It was the first time hearing of royalty as anything more than a vessel for inherited wealth and prosperity. I was in the home of a man who had built his wealth up from the innovation of cures meant to heal others. I almost felt guilty for sneaking in. But that was besides the point, and it was far too late for guilt. This wasn’t a normal assignment. In fact, it wasn't an assignment at all. The Shadow Syndicate didn't order it; it was of my own volition.
“In any case, when will the … performance be over?”
“Just started playing few hands ’for you greeted me, sir. Could be some time.”
“Very well. My thanks.”
“What did you say your name was? I’ll tell one of the servants you requested him.”
“How dare you disgrace my family name by forgetting it," I spat. "Forget it.”

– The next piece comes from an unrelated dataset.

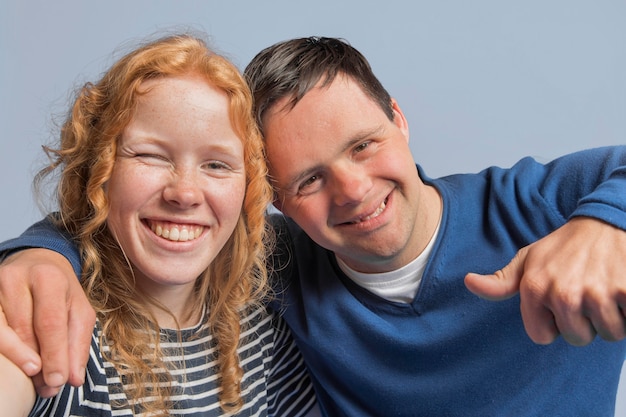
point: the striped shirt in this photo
(275, 381)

“Apologies …” he slurred. “Is that on the registration?”
His hand was pointing to the hilt of my crossbow hanging from my belt. “Yes, it’s … registered.”

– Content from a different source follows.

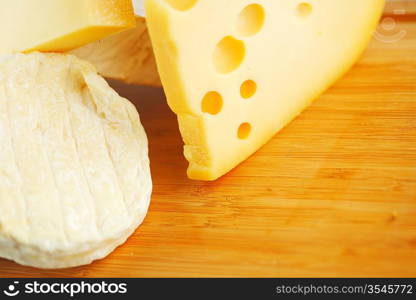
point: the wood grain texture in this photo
(333, 194)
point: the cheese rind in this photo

I walked away before he could get another word out, looking for the nearest staircase. Royals always have their study on the highest floor. With a view overlooking a city like Westrun, why wouldn’t you?
Someone made a gesture of pointing and laughing at me, I turned to catch a look, and bumped into someone by mistake. A glass shattered, and the bottom of my boot crunched shards to splinters.
The woman I bumped into was nearly in tears of frustration, a red mouth hanging open only to issue blank utterances of rage.
“My apologies, miss. Can’t imagine it’s terribly difficult to find one precisely like it in short time.” I tipped my mask and slipped up a nearby set of carpeted stairs, leaving some of the confusion behind me. I stopped at the top, getting my bearings in order.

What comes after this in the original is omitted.